# Flathead CPR



## katfish (Apr 7, 2004)

This movie rated CM for all catmen with the desire.


----------



## Shortdrift (Apr 5, 2004)

Great video Robby. Nothing like watching those big cats cruise back into the deeper water. Hope to be able to make it out with you in 2008.


----------



## catfish_hunter (May 31, 2005)

Another great video Robby...Id like to have some CPR stickers like that...


----------



## Fish-N-Fool (Apr 12, 2004)

Robbie - opened up my Dec Fur-Fish-Game and the first thing I see is.....

YOU!:B 

Congrats on getting your photo and short story in! Way to show those southern boys that there are some huge cats caught up here too!


----------



## catfish_hunter (May 31, 2005)

Ill have to check that out...


----------



## katfish (Apr 7, 2004)

This is my nomination for the prettiest flathead I have seen lately.

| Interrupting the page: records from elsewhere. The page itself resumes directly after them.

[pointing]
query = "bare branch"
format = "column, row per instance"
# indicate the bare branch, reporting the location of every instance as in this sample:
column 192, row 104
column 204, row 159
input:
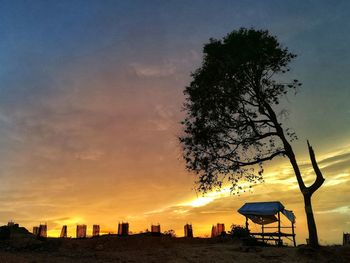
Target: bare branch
column 259, row 160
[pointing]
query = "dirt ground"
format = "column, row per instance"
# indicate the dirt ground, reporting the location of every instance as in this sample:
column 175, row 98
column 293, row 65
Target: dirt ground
column 158, row 249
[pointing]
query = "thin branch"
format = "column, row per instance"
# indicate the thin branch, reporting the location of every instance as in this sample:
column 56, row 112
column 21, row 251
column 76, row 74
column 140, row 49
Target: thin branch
column 268, row 158
column 319, row 177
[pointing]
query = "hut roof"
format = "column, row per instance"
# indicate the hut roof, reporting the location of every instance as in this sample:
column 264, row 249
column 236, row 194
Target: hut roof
column 264, row 212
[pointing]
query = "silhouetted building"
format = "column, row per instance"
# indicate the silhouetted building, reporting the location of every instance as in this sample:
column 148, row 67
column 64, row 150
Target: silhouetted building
column 12, row 224
column 155, row 229
column 81, row 231
column 346, row 239
column 42, row 230
column 188, row 230
column 95, row 230
column 63, row 232
column 123, row 229
column 36, row 230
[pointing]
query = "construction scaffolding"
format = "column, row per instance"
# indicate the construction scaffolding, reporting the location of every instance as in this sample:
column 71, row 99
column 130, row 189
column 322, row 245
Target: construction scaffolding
column 123, row 229
column 264, row 213
column 346, row 239
column 188, row 230
column 36, row 230
column 95, row 230
column 81, row 231
column 63, row 232
column 42, row 230
column 155, row 229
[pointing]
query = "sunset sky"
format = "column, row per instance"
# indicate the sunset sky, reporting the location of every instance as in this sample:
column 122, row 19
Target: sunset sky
column 90, row 111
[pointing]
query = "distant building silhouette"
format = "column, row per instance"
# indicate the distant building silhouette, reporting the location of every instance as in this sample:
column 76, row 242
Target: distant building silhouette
column 95, row 230
column 12, row 224
column 155, row 229
column 346, row 239
column 63, row 232
column 188, row 230
column 220, row 229
column 36, row 230
column 123, row 229
column 42, row 230
column 81, row 231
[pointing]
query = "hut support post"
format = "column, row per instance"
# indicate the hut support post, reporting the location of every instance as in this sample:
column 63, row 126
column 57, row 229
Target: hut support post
column 279, row 229
column 293, row 235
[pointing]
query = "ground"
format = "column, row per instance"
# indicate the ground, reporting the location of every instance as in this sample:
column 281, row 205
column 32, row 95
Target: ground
column 158, row 249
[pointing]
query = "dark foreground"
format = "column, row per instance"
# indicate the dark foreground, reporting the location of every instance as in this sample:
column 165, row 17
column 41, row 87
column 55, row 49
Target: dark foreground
column 158, row 249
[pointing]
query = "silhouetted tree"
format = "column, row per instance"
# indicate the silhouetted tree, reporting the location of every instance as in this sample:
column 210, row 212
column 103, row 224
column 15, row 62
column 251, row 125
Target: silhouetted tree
column 232, row 127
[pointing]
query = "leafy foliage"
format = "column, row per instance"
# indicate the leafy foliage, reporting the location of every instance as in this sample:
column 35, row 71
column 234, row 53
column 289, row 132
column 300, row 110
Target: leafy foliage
column 230, row 128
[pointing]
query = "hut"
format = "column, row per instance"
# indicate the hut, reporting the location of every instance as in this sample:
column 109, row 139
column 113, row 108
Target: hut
column 63, row 232
column 123, row 229
column 266, row 213
column 95, row 230
column 81, row 231
column 155, row 230
column 188, row 230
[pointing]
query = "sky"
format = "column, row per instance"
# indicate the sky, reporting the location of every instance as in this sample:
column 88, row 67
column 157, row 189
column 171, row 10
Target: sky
column 91, row 94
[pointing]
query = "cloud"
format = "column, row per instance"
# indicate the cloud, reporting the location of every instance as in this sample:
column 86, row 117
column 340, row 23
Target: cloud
column 154, row 71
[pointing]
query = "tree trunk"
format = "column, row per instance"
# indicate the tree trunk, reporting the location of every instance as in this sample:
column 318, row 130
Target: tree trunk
column 313, row 239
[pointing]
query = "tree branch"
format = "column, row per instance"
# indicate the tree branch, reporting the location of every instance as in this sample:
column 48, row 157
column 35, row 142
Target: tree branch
column 268, row 158
column 319, row 177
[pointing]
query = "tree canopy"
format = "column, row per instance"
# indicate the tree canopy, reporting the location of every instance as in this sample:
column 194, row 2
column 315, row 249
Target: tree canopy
column 230, row 127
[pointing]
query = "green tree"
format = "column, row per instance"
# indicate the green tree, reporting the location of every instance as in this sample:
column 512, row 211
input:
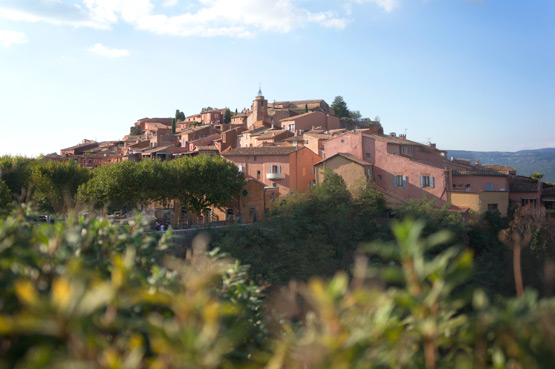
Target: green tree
column 227, row 116
column 339, row 107
column 203, row 181
column 55, row 184
column 120, row 185
column 16, row 173
column 5, row 197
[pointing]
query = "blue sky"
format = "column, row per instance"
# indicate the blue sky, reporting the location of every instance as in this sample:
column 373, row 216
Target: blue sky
column 466, row 74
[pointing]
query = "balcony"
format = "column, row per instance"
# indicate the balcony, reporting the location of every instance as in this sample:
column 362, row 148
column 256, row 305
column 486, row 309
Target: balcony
column 274, row 176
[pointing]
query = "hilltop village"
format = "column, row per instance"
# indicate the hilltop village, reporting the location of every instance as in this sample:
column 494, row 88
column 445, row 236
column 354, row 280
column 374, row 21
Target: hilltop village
column 285, row 147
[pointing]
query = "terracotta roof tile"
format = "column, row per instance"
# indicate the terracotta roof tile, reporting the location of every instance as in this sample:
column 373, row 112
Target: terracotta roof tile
column 262, row 150
column 347, row 156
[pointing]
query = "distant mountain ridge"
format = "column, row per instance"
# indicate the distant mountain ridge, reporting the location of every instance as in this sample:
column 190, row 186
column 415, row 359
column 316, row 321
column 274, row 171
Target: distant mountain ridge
column 526, row 162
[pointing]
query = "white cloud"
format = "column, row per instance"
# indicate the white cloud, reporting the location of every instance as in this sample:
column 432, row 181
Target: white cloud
column 387, row 5
column 8, row 38
column 237, row 18
column 107, row 52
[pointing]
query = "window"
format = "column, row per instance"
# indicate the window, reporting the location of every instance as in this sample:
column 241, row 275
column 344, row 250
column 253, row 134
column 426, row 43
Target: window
column 528, row 202
column 400, row 181
column 406, row 149
column 276, row 169
column 427, row 181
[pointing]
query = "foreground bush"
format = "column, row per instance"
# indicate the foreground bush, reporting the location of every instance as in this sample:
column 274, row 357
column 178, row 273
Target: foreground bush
column 92, row 294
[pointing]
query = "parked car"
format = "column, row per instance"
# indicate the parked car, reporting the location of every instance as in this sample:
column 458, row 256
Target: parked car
column 158, row 224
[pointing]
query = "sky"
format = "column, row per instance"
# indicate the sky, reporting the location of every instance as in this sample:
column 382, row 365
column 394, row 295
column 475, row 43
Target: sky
column 465, row 74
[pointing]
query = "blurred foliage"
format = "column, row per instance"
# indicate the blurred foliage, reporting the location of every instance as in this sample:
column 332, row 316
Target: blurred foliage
column 94, row 294
column 88, row 293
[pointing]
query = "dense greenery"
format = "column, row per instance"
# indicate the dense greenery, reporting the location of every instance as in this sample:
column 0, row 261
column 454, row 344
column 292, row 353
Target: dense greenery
column 50, row 185
column 227, row 116
column 93, row 294
column 56, row 187
column 339, row 107
column 314, row 234
column 198, row 182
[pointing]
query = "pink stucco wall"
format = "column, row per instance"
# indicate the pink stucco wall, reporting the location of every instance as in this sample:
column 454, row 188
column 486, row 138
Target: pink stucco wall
column 311, row 120
column 295, row 167
column 350, row 143
column 388, row 163
column 478, row 183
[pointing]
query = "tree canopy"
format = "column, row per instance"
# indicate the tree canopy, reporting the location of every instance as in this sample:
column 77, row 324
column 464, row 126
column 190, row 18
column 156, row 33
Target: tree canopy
column 56, row 183
column 227, row 116
column 197, row 182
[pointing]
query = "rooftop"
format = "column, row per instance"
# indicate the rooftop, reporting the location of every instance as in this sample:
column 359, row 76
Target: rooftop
column 347, row 156
column 262, row 150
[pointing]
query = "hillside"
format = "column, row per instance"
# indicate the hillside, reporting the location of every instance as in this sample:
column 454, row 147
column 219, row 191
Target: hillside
column 526, row 162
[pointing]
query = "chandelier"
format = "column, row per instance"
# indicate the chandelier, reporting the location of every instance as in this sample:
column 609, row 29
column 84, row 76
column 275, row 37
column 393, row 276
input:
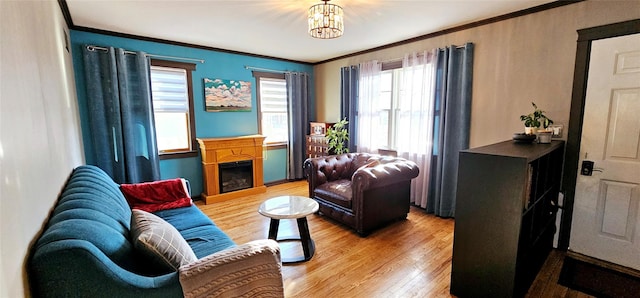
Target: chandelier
column 326, row 20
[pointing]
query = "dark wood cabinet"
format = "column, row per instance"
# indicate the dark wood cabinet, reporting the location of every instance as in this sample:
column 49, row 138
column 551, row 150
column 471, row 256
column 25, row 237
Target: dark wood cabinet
column 505, row 214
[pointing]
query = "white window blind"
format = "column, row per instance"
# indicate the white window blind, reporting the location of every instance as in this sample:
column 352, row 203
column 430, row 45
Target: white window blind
column 170, row 94
column 169, row 87
column 273, row 108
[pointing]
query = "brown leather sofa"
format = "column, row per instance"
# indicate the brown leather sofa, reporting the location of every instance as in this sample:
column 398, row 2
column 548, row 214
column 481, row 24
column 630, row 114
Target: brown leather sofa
column 363, row 191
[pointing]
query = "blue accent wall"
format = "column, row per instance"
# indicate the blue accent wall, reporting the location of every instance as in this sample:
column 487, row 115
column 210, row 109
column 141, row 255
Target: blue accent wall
column 217, row 65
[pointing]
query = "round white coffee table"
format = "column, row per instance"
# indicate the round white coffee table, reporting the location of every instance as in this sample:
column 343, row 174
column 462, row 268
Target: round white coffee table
column 291, row 207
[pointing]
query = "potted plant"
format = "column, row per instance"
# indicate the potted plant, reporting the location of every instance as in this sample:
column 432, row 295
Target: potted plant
column 533, row 120
column 337, row 137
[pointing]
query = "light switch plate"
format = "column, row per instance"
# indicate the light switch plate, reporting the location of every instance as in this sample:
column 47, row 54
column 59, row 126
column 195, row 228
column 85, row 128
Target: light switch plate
column 557, row 131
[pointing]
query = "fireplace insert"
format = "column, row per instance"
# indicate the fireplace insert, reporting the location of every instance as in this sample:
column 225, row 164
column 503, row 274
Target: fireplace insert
column 235, row 175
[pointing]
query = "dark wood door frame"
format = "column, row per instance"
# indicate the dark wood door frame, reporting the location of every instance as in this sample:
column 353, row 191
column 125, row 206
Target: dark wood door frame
column 581, row 72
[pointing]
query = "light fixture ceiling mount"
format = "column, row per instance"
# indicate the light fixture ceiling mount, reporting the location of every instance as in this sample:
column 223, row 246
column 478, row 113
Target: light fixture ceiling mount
column 326, row 20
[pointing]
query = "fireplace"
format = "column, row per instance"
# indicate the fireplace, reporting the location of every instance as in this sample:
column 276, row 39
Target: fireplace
column 231, row 167
column 235, row 175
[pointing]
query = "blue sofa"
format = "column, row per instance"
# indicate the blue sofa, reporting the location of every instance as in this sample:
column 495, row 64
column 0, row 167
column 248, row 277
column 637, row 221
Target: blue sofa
column 85, row 250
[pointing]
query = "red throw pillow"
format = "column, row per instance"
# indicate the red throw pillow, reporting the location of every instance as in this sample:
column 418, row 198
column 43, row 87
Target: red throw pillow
column 157, row 195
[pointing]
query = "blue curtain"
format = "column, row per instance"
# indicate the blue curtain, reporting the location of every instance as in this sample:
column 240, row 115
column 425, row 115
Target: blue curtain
column 121, row 114
column 298, row 100
column 452, row 125
column 349, row 102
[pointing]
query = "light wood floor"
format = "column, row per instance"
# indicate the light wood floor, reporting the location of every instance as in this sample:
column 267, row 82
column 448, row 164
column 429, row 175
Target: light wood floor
column 410, row 258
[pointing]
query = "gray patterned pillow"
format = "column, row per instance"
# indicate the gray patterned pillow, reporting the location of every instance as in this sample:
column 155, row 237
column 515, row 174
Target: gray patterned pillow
column 158, row 239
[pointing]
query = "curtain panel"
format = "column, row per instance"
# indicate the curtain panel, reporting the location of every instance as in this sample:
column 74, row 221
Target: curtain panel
column 453, row 105
column 298, row 101
column 349, row 102
column 415, row 116
column 120, row 114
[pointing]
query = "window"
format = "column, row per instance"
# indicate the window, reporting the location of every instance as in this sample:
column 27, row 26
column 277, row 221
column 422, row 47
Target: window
column 273, row 108
column 172, row 94
column 394, row 106
column 388, row 107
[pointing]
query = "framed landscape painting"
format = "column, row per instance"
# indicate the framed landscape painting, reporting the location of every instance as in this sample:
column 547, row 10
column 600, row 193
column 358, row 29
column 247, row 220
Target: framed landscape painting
column 227, row 95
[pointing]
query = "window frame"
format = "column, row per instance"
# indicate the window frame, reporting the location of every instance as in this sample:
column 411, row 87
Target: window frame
column 392, row 67
column 189, row 68
column 258, row 75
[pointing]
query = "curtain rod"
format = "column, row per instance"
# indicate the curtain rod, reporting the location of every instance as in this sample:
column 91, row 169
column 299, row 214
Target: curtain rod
column 265, row 69
column 93, row 48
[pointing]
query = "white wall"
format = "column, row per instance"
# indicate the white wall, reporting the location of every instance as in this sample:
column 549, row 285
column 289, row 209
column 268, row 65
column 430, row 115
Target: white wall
column 516, row 61
column 39, row 129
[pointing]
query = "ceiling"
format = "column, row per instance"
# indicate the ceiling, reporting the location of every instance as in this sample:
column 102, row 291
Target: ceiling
column 278, row 28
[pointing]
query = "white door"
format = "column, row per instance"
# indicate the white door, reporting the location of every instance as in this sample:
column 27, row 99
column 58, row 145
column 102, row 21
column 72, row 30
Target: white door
column 606, row 214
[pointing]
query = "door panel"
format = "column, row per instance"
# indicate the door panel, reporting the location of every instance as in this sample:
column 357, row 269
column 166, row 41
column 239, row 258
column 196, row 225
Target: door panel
column 606, row 214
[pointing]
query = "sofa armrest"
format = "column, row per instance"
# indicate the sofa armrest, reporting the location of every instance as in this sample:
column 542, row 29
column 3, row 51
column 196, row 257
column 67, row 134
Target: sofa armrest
column 248, row 270
column 383, row 174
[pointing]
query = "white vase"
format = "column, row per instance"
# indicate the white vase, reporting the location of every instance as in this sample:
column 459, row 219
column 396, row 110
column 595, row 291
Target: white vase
column 544, row 137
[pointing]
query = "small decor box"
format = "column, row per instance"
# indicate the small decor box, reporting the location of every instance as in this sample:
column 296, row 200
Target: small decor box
column 319, row 128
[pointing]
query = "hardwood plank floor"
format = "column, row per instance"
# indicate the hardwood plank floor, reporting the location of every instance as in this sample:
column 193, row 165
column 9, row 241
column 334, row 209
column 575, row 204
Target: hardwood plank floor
column 410, row 258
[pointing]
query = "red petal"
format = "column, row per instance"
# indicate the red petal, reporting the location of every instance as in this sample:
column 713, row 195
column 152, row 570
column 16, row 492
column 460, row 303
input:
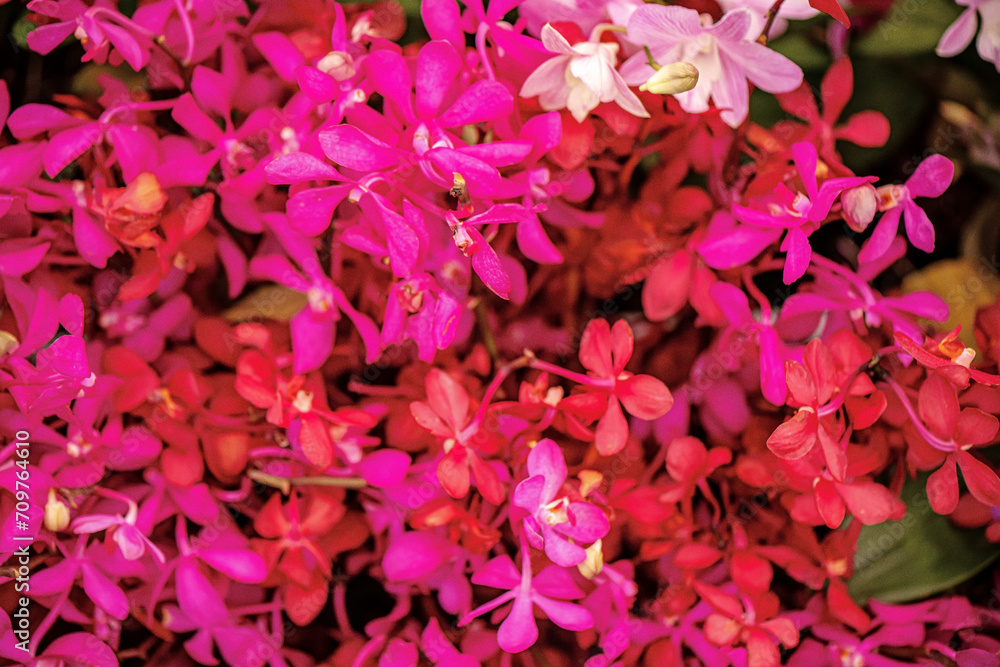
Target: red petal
column 595, row 348
column 314, row 439
column 612, row 431
column 833, row 8
column 796, row 437
column 453, row 472
column 686, row 459
column 829, row 503
column 622, row 342
column 822, row 367
column 447, row 398
column 644, row 396
column 801, row 387
column 696, row 556
column 666, row 288
column 975, row 427
column 871, row 503
column 836, row 89
column 942, row 487
column 487, row 480
column 982, row 480
column 938, row 406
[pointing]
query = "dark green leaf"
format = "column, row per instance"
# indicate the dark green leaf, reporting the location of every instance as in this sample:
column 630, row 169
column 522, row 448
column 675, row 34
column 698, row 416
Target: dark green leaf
column 924, row 554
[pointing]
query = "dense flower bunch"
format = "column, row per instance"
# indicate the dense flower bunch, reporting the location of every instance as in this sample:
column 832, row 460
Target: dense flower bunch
column 338, row 346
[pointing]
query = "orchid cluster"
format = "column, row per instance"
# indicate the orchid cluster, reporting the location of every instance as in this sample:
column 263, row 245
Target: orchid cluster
column 375, row 334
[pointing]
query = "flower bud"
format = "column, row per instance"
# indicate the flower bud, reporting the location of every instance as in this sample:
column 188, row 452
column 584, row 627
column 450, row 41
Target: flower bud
column 672, row 79
column 8, row 343
column 56, row 513
column 859, row 206
column 594, row 562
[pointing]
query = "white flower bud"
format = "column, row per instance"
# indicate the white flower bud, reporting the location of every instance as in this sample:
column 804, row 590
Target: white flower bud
column 859, row 205
column 672, row 79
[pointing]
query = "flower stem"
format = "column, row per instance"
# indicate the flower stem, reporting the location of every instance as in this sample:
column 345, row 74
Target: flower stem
column 285, row 484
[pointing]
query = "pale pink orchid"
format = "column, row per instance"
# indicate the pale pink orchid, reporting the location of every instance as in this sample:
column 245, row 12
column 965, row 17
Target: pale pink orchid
column 580, row 76
column 548, row 590
column 960, row 33
column 725, row 53
column 930, row 179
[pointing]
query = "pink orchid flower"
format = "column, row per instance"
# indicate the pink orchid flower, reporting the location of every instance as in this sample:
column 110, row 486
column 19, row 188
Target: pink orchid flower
column 930, row 179
column 960, row 33
column 580, row 76
column 786, row 212
column 559, row 524
column 519, row 630
column 725, row 53
column 120, row 529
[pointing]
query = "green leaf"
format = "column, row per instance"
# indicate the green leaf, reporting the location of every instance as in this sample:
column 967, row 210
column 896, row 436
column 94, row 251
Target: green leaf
column 910, row 28
column 924, row 554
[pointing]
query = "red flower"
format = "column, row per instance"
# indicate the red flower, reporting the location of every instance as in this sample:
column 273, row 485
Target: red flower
column 605, row 352
column 446, row 415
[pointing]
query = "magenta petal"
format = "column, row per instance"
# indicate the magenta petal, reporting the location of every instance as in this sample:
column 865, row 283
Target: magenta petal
column 93, row 242
column 311, row 211
column 958, row 35
column 54, row 578
column 312, row 340
column 385, row 467
column 237, row 564
column 279, row 50
column 189, row 115
column 71, row 314
column 932, row 177
column 560, row 550
column 528, row 493
column 880, row 240
column 348, row 146
column 130, row 541
column 518, row 631
column 389, row 74
column 487, row 264
column 798, row 251
column 535, row 243
column 81, row 648
column 565, row 614
column 68, row 145
column 44, row 39
column 766, row 68
column 30, row 119
column 197, row 597
column 739, row 246
column 297, row 168
column 733, row 303
column 438, row 66
column 20, row 256
column 919, row 228
column 415, row 555
column 546, row 459
column 587, row 522
column 105, row 594
column 4, row 103
column 244, row 647
column 482, row 179
column 772, row 368
column 443, row 21
column 498, row 572
column 319, row 86
column 480, row 102
column 127, row 45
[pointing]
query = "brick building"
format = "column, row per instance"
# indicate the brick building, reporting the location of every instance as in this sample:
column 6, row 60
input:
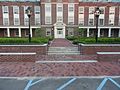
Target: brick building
column 59, row 18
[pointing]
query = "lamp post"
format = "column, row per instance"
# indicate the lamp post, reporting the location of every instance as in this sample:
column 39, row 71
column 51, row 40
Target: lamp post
column 97, row 14
column 29, row 12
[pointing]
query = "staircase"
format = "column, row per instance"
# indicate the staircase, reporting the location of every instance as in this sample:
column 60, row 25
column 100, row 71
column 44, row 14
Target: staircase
column 62, row 47
column 63, row 51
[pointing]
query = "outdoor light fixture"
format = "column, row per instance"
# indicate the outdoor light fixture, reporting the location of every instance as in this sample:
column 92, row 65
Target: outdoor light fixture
column 97, row 14
column 29, row 13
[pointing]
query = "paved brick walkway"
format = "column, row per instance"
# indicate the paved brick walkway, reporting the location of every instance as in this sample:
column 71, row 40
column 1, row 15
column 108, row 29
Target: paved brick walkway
column 23, row 69
column 59, row 69
column 61, row 43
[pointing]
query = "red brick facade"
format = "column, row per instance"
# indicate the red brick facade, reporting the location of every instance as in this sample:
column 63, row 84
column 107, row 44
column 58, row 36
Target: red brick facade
column 105, row 28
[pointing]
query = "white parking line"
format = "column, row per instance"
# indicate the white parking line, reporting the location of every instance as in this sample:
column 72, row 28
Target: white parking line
column 80, row 61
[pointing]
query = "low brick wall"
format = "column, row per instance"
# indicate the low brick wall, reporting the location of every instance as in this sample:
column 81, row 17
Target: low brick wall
column 17, row 57
column 108, row 56
column 91, row 49
column 39, row 49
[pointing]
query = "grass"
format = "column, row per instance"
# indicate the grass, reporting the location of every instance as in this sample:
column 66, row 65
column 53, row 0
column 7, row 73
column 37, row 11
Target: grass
column 91, row 40
column 35, row 40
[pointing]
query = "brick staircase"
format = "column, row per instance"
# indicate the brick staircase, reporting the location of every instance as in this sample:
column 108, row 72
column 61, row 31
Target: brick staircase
column 62, row 47
column 63, row 51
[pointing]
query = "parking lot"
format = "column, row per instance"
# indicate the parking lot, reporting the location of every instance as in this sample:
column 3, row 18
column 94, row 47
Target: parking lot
column 60, row 83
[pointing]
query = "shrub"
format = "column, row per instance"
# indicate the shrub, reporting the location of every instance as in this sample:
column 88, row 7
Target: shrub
column 39, row 40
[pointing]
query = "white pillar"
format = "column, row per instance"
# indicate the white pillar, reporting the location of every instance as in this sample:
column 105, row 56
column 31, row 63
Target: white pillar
column 119, row 33
column 109, row 32
column 88, row 35
column 19, row 32
column 98, row 32
column 8, row 32
column 31, row 31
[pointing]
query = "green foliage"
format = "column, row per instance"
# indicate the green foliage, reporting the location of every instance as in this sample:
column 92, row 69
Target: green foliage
column 39, row 40
column 38, row 32
column 81, row 31
column 91, row 40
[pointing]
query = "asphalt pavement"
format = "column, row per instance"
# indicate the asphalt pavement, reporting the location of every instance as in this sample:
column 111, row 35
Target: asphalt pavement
column 60, row 83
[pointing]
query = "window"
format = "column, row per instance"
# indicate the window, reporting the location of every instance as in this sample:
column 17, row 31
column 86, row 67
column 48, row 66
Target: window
column 16, row 33
column 71, row 1
column 48, row 31
column 15, row 9
column 26, row 33
column 71, row 7
column 47, row 20
column 47, row 0
column 47, row 8
column 70, row 31
column 91, row 22
column 81, row 10
column 112, row 10
column 81, row 21
column 101, row 21
column 70, row 20
column 59, row 19
column 5, row 21
column 37, row 21
column 26, row 22
column 16, row 21
column 5, row 32
column 111, row 21
column 37, row 9
column 59, row 9
column 59, row 0
column 91, row 10
column 102, row 10
column 5, row 9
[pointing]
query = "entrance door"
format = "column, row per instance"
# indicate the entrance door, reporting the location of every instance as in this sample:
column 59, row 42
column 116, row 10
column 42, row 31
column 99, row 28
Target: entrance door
column 60, row 33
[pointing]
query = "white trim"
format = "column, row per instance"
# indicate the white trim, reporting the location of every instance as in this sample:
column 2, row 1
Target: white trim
column 19, row 27
column 59, row 77
column 108, row 52
column 70, row 61
column 109, row 32
column 19, row 32
column 119, row 33
column 88, row 31
column 22, row 45
column 98, row 32
column 8, row 32
column 31, row 32
column 17, row 53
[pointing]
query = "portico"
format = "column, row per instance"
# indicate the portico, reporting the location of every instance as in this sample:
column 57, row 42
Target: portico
column 59, row 30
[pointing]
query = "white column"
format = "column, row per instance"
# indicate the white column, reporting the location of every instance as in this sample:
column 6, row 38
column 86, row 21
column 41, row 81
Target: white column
column 98, row 32
column 64, row 32
column 8, row 32
column 88, row 32
column 31, row 31
column 109, row 32
column 19, row 32
column 119, row 33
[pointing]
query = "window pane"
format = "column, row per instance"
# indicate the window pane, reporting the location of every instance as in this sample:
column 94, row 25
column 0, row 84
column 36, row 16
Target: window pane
column 37, row 10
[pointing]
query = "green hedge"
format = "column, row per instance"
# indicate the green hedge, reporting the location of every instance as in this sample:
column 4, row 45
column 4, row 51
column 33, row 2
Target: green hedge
column 92, row 40
column 24, row 40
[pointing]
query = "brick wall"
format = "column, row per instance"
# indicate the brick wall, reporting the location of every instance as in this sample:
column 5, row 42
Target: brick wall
column 92, row 49
column 108, row 57
column 39, row 49
column 17, row 58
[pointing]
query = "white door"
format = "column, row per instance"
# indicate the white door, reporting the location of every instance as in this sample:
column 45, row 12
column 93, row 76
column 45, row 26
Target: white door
column 59, row 33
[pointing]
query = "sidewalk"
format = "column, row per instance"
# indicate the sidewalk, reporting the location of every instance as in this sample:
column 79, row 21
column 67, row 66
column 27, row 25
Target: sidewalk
column 74, row 68
column 61, row 43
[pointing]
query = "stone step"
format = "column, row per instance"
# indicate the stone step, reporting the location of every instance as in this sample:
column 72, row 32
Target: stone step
column 63, row 48
column 64, row 53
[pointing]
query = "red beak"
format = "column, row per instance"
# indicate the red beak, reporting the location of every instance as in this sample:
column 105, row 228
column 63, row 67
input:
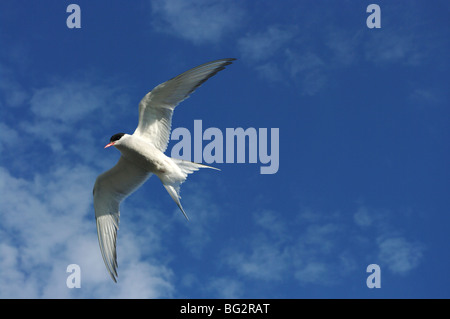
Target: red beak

I did some work on the photo to emphasize the important but that fish was truly beautiful.


----------



## JUSTCRAZY (Apr 6, 2004)

I love that fish! I still remember being here at the house painting and painting, while I got call after call with you an Mike putting the smack down on those fish.
That dang thing is just uniquie and good looking!

Rob


----------